Tu’er Ye, Beijing's icon, boosts friendship between countries
Zhang Zhongqiang, the fifth generation of Beijing painted clay sculpture craft, standing in front of his Tu'er Ye souvenir shop located in Liulichang Street in Downtown Beijing. [Photo: from China Plus]
The mid-autumn festival is an important holiday in China as it's a time when families can enjoy family time, either watching TV specials or going out into their courtyards to admire the moon. One recognized custom that marks this special occasion is to have mooncakes. Traditionally, children in Beijing would have a ceremony where they worshiped a clay sculpture with a rabbit-shaped face and human body. It's called Tu'er Ye, and is an incarnation of the Chinese mythological Moon Rabbit.
Tu'er Ye clay sculpture displayed in Zhang's shop. [Photo: from China Plus]

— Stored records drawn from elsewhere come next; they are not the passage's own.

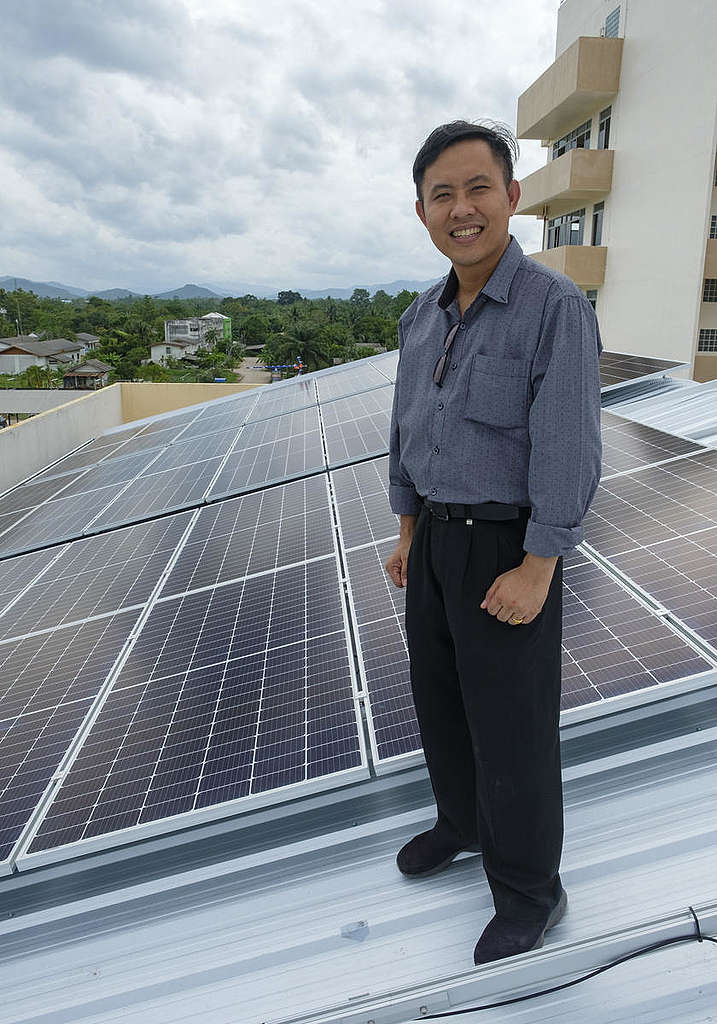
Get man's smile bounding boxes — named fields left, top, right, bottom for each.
left=451, top=224, right=482, bottom=239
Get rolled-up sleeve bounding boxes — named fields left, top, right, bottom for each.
left=388, top=322, right=421, bottom=515
left=523, top=295, right=602, bottom=557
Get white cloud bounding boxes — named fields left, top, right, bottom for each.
left=0, top=0, right=557, bottom=291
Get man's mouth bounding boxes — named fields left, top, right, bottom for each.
left=451, top=225, right=482, bottom=239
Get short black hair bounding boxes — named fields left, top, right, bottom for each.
left=413, top=121, right=520, bottom=203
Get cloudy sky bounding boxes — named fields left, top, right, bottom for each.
left=0, top=0, right=558, bottom=293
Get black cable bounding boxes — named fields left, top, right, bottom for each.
left=422, top=906, right=717, bottom=1021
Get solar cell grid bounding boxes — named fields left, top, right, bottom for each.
left=600, top=351, right=684, bottom=387
left=585, top=451, right=717, bottom=558
left=331, top=459, right=399, bottom=549
left=317, top=362, right=385, bottom=404
left=210, top=430, right=325, bottom=498
left=0, top=471, right=85, bottom=515
left=0, top=486, right=117, bottom=555
left=0, top=609, right=139, bottom=721
left=322, top=384, right=393, bottom=466
left=0, top=515, right=188, bottom=639
left=88, top=459, right=221, bottom=530
left=164, top=476, right=334, bottom=595
left=601, top=410, right=704, bottom=480
left=0, top=551, right=57, bottom=610
left=346, top=540, right=710, bottom=761
left=613, top=526, right=717, bottom=647
left=0, top=700, right=91, bottom=863
left=248, top=378, right=317, bottom=423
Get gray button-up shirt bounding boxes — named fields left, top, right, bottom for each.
left=389, top=238, right=602, bottom=556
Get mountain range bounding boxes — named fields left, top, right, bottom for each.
left=0, top=274, right=437, bottom=300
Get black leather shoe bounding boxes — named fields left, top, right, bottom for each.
left=473, top=889, right=567, bottom=965
left=395, top=825, right=480, bottom=877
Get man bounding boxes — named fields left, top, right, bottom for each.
left=385, top=121, right=602, bottom=964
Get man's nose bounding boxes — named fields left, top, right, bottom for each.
left=451, top=193, right=475, bottom=219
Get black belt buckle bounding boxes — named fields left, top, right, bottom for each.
left=426, top=502, right=449, bottom=519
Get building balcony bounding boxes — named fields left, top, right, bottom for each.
left=517, top=36, right=623, bottom=139
left=515, top=150, right=615, bottom=217
left=530, top=246, right=607, bottom=288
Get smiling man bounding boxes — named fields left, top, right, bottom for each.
left=386, top=121, right=602, bottom=964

Tu'er Ye clay sculpture is a cultural symbol of Beijing and is inscribed on the China's Intangible Heritage in 2014. It can be traced back to the late Ming Dynasty, about four hundred years ago. Unfortunately, as time has passed, younger generations in the country have gradually forgotten this tradition, and simply see the sculpture as an ornament.
Visitors from many countries, such as Australia, Japan, Indonesia, Malaysia, Britain, Columbia, France, Vietnam and South Korea left notes there when they were visiting the shop to express their adoration to Tu'er Ye clay sculpture, and Zhang's students sent him letters to thank him for the wonderful class he provided. [Photo: from China Plus]

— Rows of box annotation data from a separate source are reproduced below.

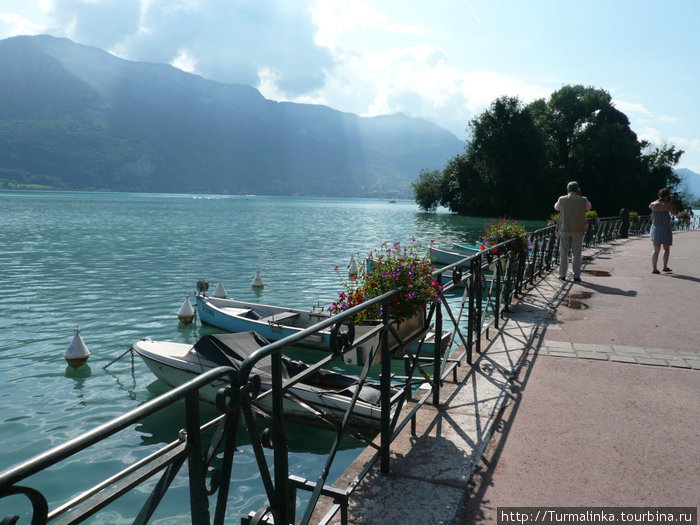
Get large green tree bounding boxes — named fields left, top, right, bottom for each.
left=414, top=85, right=683, bottom=218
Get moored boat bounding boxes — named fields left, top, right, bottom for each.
left=195, top=293, right=450, bottom=358
left=430, top=243, right=481, bottom=265
left=133, top=332, right=397, bottom=429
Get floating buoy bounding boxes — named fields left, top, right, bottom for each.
left=213, top=281, right=228, bottom=299
left=177, top=296, right=194, bottom=324
left=348, top=255, right=357, bottom=277
left=250, top=270, right=265, bottom=288
left=63, top=325, right=90, bottom=368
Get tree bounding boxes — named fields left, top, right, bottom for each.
left=411, top=168, right=445, bottom=211
left=417, top=85, right=683, bottom=219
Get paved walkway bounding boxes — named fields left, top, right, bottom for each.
left=318, top=231, right=700, bottom=525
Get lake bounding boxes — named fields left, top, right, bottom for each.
left=0, top=191, right=544, bottom=525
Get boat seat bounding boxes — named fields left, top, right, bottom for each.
left=260, top=312, right=299, bottom=323
left=220, top=306, right=252, bottom=317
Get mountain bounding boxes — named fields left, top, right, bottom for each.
left=0, top=35, right=464, bottom=196
left=673, top=168, right=700, bottom=199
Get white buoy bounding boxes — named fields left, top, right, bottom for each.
left=348, top=255, right=357, bottom=277
left=213, top=281, right=228, bottom=299
left=250, top=270, right=265, bottom=288
left=63, top=325, right=90, bottom=368
left=177, top=296, right=194, bottom=324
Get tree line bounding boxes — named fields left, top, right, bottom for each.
left=412, top=85, right=685, bottom=219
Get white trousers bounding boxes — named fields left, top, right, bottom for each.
left=559, top=232, right=583, bottom=279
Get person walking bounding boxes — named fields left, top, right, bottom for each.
left=649, top=188, right=676, bottom=273
left=554, top=181, right=591, bottom=282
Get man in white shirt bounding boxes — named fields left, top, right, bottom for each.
left=554, top=181, right=591, bottom=282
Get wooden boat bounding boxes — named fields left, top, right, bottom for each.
left=133, top=332, right=398, bottom=429
left=195, top=293, right=331, bottom=350
left=430, top=243, right=481, bottom=265
left=195, top=293, right=450, bottom=358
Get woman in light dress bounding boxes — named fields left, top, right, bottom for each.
left=649, top=188, right=676, bottom=273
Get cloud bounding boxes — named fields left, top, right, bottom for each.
left=0, top=13, right=46, bottom=38
left=27, top=0, right=333, bottom=96
left=42, top=0, right=141, bottom=49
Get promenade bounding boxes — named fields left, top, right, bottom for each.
left=318, top=231, right=700, bottom=525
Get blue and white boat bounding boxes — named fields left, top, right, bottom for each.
left=430, top=243, right=481, bottom=265
left=132, top=332, right=398, bottom=429
left=195, top=293, right=450, bottom=365
left=195, top=293, right=331, bottom=350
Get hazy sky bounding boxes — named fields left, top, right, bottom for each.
left=0, top=0, right=700, bottom=172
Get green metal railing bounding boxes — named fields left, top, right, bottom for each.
left=5, top=217, right=698, bottom=525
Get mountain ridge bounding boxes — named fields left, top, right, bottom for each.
left=0, top=35, right=464, bottom=197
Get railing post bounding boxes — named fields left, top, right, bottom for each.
left=185, top=390, right=209, bottom=525
left=379, top=301, right=391, bottom=474
left=466, top=255, right=484, bottom=364
left=270, top=351, right=295, bottom=524
left=433, top=300, right=442, bottom=406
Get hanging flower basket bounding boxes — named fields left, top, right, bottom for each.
left=329, top=239, right=441, bottom=364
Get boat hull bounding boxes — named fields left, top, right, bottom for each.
left=133, top=340, right=388, bottom=429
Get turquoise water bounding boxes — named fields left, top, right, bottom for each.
left=0, top=191, right=542, bottom=524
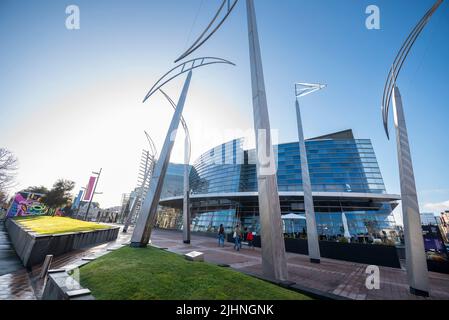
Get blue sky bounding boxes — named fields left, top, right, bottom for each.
left=0, top=0, right=449, bottom=218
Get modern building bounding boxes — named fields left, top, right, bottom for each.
left=118, top=163, right=184, bottom=229
left=420, top=212, right=438, bottom=226
left=159, top=130, right=400, bottom=240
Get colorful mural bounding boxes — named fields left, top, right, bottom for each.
left=6, top=192, right=47, bottom=218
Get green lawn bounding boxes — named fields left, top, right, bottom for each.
left=14, top=216, right=110, bottom=234
left=80, top=247, right=310, bottom=300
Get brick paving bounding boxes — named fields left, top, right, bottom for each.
left=0, top=222, right=449, bottom=300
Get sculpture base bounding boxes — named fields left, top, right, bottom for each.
left=410, top=287, right=430, bottom=298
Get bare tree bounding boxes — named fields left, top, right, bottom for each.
left=0, top=148, right=19, bottom=192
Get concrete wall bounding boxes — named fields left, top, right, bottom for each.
left=5, top=219, right=119, bottom=267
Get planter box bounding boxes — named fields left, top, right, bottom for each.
left=5, top=219, right=120, bottom=267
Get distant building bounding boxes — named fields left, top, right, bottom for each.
left=420, top=212, right=438, bottom=226
left=118, top=163, right=184, bottom=229
left=157, top=130, right=400, bottom=241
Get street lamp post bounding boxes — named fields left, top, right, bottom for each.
left=295, top=83, right=326, bottom=263
left=84, top=168, right=103, bottom=221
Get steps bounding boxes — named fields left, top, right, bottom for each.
left=0, top=221, right=23, bottom=276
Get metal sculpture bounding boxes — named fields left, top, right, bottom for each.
left=382, top=0, right=443, bottom=139
left=143, top=57, right=235, bottom=103
left=131, top=57, right=235, bottom=247
left=123, top=131, right=157, bottom=233
left=382, top=0, right=443, bottom=296
left=295, top=83, right=326, bottom=263
left=159, top=89, right=192, bottom=244
left=175, top=0, right=238, bottom=63
left=172, top=0, right=288, bottom=281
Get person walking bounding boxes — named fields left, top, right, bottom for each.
left=234, top=225, right=242, bottom=251
left=218, top=224, right=225, bottom=247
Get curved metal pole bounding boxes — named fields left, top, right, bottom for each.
left=144, top=131, right=157, bottom=158
left=295, top=83, right=326, bottom=263
left=131, top=71, right=192, bottom=247
left=143, top=57, right=235, bottom=103
left=159, top=89, right=192, bottom=160
left=382, top=0, right=443, bottom=139
left=159, top=89, right=192, bottom=243
left=175, top=0, right=238, bottom=63
left=382, top=0, right=443, bottom=296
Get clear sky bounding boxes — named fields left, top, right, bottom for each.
left=0, top=0, right=449, bottom=222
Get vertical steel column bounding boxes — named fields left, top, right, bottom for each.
left=182, top=134, right=190, bottom=244
left=393, top=86, right=429, bottom=296
left=131, top=71, right=192, bottom=247
left=296, top=99, right=320, bottom=263
left=246, top=0, right=288, bottom=281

Zhang Zhongqiang is a local Beijinger and the fifth generation of this clay sculpture craft. He has seen how the art has developed, and says that nowadays, Tu'er Ye is about to be transformed as some important cultural elements need to be changed to meet the demands of today's customers.
In Zhang's 40-year-long vocation, he has been making efforts to introduce Tu'er Ye and the story behind it to larger audiences domestically and in the wider world.